Pakalkuri was blessed with the primary education facilities earlier than Indian independence. The primary Malayalam school was upgraded to upper level and then secondary level during the early 1950s. Pakalkuri High School had been the only secondary level school within the perimeter of 10 kilometres in this period.

==Social centres==

===P.A.S.C.===
The presence of a primary school since the early years of Independence, literacy had been higher and developments in reading habits led to the formation of a Gramoddarana Vayanasala with donations of books and newspapers in the early fifties and early sixties reformed by name Nehru Memorial Arts and Sports Club with the backing of second generation literates. A lot of music instruments and sports items were granted by Government departments. Sports and arts activities were conducted regularly to uplift the social life. The activities could manage to acquire 3 cents of land by the donation from Singapore Pakalkurians (thanks to Mr. Habeeb Mohamed, Kunnumpurath) but to die down to emerge as PASC by the active third generation.

Now, the PASC is high up in social, cultural and sports activities.

===Religious centres===
Pakalkuri Maha Vishnu Temple is situated on the banks of Ithikkara River. It is one of the few temples in Kerala which offers Darsanam to the western direction. The Prathista in this temple is god Mahavishnu. Shiva, Ganapathi, Devi, Ayyappa are also there as Upaprathista. There are a number of Utsavams in this temple. The great Mahotsavam starts ten days before the Sivarathri day and ends on Sivarathri. Gajamela is one of the attractions of the Mahotsavam, which occurs in the ninth day.

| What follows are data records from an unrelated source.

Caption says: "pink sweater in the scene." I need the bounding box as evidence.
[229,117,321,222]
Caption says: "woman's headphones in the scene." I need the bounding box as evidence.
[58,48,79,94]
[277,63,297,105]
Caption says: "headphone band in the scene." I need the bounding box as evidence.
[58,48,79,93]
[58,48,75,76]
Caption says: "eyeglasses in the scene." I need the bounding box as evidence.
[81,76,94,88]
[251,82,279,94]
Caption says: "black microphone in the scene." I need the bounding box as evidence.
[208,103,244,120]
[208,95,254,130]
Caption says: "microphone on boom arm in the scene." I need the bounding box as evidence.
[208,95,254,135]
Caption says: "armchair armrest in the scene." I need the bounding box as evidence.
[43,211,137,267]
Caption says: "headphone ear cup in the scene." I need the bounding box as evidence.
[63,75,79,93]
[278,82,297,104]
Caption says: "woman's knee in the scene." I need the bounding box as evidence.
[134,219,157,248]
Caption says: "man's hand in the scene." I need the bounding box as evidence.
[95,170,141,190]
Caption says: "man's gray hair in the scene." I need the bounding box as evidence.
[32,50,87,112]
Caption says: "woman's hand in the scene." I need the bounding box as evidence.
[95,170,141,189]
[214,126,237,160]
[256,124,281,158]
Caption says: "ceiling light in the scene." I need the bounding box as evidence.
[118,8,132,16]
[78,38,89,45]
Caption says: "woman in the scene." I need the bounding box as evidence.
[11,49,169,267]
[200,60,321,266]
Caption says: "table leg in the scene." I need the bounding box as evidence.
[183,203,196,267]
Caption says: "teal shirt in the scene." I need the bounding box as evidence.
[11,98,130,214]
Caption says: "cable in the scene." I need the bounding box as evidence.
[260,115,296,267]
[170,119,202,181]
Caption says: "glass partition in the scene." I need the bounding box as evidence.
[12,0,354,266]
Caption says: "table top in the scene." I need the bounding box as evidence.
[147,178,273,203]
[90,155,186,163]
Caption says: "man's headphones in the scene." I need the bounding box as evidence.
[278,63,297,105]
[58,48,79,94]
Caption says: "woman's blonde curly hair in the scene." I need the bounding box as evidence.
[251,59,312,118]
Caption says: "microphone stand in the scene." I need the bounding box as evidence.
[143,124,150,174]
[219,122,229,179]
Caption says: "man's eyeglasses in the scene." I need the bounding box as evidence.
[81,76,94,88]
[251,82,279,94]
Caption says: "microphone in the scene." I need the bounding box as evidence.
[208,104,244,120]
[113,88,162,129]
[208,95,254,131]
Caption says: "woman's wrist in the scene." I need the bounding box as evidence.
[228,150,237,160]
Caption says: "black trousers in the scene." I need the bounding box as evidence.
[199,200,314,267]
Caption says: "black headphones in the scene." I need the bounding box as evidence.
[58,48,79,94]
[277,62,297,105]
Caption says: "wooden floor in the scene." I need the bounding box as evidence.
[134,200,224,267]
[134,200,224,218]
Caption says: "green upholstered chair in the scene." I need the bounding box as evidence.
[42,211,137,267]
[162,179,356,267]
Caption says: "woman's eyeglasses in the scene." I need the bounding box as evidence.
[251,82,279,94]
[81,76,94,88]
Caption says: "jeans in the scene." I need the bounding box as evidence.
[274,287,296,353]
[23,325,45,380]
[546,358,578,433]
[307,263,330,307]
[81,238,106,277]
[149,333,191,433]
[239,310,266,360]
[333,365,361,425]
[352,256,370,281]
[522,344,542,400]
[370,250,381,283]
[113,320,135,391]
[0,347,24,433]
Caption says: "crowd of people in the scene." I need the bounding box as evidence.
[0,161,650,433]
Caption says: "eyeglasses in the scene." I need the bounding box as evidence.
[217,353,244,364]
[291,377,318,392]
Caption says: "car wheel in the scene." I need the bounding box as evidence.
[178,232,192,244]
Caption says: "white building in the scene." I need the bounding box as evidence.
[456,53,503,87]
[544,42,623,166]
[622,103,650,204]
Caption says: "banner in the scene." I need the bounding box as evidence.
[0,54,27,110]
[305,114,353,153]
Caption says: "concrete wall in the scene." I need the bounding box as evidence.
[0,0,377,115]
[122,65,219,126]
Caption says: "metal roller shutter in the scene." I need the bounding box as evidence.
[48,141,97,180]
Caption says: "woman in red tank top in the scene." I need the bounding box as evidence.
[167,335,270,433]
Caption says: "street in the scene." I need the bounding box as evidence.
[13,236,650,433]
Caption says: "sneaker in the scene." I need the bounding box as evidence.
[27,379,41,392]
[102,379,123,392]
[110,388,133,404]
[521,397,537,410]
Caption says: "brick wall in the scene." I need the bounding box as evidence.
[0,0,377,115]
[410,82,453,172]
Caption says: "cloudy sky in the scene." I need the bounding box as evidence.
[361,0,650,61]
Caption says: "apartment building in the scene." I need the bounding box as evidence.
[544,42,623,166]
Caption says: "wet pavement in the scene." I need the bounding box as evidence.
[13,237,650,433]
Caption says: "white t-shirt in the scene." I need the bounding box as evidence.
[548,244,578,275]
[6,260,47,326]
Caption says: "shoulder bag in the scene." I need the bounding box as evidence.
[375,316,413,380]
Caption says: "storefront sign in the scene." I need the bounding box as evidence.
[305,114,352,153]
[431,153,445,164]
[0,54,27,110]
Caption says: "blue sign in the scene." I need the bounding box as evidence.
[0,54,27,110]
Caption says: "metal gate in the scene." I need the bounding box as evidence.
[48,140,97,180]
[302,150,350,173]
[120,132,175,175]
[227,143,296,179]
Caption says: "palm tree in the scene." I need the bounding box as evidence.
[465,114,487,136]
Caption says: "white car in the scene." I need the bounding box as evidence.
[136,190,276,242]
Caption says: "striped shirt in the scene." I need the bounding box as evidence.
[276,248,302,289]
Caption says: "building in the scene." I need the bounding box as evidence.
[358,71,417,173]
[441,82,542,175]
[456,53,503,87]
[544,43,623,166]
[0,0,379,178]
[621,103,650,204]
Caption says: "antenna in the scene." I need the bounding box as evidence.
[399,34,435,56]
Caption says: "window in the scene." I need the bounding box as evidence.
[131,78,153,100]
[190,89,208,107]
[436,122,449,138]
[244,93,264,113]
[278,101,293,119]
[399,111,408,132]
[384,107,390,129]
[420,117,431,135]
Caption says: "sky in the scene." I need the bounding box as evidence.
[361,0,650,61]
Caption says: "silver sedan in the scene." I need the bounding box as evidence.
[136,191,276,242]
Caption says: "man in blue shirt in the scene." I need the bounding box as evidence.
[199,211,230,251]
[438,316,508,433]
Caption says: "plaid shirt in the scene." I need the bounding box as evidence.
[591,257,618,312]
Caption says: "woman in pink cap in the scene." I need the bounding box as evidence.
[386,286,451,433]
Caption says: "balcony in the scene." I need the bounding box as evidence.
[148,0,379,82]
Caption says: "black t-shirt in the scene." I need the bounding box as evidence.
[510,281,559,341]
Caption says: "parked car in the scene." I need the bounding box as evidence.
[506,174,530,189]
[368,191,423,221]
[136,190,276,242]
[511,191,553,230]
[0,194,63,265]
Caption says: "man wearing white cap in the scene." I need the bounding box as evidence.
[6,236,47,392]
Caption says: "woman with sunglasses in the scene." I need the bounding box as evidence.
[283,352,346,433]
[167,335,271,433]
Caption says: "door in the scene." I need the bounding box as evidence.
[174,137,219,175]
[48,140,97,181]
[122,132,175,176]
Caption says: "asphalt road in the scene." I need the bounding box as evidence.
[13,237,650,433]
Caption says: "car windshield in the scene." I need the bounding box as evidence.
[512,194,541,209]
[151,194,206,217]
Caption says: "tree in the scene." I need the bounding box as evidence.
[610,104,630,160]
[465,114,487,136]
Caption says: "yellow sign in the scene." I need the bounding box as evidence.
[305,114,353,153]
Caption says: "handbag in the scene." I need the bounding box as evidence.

Pakalkuri Mosque is the religious centre of the Muslims in Pakalkuri town area. It is situated in Kottiyam mukku (junction). A madrasah is associated with this mosque. There is another Juma Ath Masjid, Thazhebhagam Jama At Masjid, which is the parent and religious centre since the history of Muslims in the locality, on the banks of the Ithikkara river, at Pallikkapuzha Kadavu, 1.5 km from High School Junction.

===Industry===
Kerala Gandhi Smaraka Nidhi Kendra, located at Kottiyam mukku (junction), is under the government, and produces cloth and offers job to women in the village. The cashew nut factory located at Arayil and Maramcode also offers jobs to women.

A granite crusher unit and a government veterinary center are also working in Pakalkuri.

Pakalkuri post office is a sub post office of the Pallickal post office. Its pin code number is 695 604.

===Market===
Pakalkuri Market operates on Sundays and Wednesdays. People can purchase fish, meat, vegetables, agricultural tools, and stationery items from the market during those days.